After a long read, today I finished the autobiography of Jack Welch, ex-CEO of the legendary firm in corporate America – General Electric. It is his only company, joining as an executive he stayed with GE for 41 years to retire as a CEO. He had three wives, but worked in a single company. Man! he is different from anyone I know.
One principle that hit me was, “Build great people, they build great products and provide great services”. Ever since I read these words, I try hard – it is really hard in a company culture which thinks otherwise – to follow them. I see it working among the six guys for whom I am responsible for.
However, I find it hard to take another of his philosophy. He advocates to eliminate the lower 10% of employees, on the basis of performance. I am not able to comprehend how this would suit Indian software firms, where the biggest population is doing production support. You don’t need to be a genius to do that job. In fact out of 120 members in our project, there are around 5 spectacular developers and one or two managers worth working for. That is less than 10% on the top side!
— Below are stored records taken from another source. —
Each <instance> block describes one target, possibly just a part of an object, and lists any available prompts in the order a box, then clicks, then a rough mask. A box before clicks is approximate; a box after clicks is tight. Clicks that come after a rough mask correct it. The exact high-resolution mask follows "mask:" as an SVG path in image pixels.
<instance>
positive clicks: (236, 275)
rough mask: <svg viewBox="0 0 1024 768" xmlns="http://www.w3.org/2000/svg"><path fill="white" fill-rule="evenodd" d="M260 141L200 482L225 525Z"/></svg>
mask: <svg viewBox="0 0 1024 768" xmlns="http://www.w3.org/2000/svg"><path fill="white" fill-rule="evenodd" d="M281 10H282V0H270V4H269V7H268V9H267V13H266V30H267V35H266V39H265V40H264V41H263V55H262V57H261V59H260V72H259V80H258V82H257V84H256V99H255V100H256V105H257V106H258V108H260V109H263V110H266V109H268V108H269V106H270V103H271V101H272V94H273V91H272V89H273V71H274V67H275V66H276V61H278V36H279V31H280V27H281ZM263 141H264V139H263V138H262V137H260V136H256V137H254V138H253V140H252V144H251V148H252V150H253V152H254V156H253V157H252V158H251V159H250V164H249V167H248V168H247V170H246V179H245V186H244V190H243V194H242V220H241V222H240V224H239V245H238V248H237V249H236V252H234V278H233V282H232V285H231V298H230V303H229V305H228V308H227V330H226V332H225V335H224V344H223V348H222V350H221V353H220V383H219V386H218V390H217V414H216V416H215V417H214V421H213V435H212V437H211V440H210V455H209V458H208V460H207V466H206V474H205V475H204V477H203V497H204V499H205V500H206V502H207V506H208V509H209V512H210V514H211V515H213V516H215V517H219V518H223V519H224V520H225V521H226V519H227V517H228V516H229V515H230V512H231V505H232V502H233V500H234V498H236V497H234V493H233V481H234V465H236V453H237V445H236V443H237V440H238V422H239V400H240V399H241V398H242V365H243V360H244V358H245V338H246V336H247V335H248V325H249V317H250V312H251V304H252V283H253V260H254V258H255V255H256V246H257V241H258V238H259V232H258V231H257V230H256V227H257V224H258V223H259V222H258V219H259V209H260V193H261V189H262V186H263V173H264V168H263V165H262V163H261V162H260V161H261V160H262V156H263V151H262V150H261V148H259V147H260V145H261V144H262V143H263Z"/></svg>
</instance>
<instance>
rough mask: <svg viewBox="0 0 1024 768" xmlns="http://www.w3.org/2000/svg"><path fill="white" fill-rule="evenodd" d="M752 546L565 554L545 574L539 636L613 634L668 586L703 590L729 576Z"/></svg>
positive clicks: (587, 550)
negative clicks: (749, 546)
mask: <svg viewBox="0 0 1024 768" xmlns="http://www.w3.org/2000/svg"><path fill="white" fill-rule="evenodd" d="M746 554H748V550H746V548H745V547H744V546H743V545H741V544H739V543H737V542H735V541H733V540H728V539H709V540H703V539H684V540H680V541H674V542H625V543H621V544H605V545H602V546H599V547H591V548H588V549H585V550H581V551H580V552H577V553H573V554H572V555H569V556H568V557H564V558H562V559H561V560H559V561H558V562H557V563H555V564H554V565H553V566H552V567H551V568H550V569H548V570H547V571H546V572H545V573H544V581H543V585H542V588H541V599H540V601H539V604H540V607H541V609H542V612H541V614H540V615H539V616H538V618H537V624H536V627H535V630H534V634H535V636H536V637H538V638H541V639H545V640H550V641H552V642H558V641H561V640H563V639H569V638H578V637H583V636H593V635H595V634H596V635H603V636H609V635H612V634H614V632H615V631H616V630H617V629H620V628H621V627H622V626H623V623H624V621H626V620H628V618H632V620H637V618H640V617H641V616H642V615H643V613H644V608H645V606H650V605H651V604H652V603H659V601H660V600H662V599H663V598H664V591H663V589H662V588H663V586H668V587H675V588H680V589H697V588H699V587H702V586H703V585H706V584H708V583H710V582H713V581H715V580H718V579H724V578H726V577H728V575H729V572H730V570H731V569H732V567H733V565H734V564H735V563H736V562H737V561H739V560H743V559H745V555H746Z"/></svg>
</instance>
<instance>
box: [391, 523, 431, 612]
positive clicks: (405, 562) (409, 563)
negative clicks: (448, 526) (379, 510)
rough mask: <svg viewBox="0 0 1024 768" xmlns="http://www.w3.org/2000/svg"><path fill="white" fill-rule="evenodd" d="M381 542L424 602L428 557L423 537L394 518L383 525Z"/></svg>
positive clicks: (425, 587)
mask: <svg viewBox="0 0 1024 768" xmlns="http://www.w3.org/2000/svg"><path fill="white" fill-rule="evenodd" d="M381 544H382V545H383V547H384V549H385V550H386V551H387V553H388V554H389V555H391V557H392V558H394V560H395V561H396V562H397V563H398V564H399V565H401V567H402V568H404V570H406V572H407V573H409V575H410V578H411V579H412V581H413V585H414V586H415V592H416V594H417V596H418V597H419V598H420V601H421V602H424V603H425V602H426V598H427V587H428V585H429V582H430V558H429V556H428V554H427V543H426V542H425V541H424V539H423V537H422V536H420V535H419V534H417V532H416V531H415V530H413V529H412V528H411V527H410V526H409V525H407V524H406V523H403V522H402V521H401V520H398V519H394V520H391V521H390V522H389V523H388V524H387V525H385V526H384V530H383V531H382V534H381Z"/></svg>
The book makes an interesting read, how he became a CEO and then after 21 years how he spent sleepless nights to choose his successor out of three of his best boys. In between these pages, there are lots of info about deals, acquisitions, firings and so on and on, typical events of any big company. But the writing style isn’t as mesmerizing as, ‘The beautiful Mind’, the story of John Nash. Probably Jack and his author would disagree, but that is how I feel in my gut!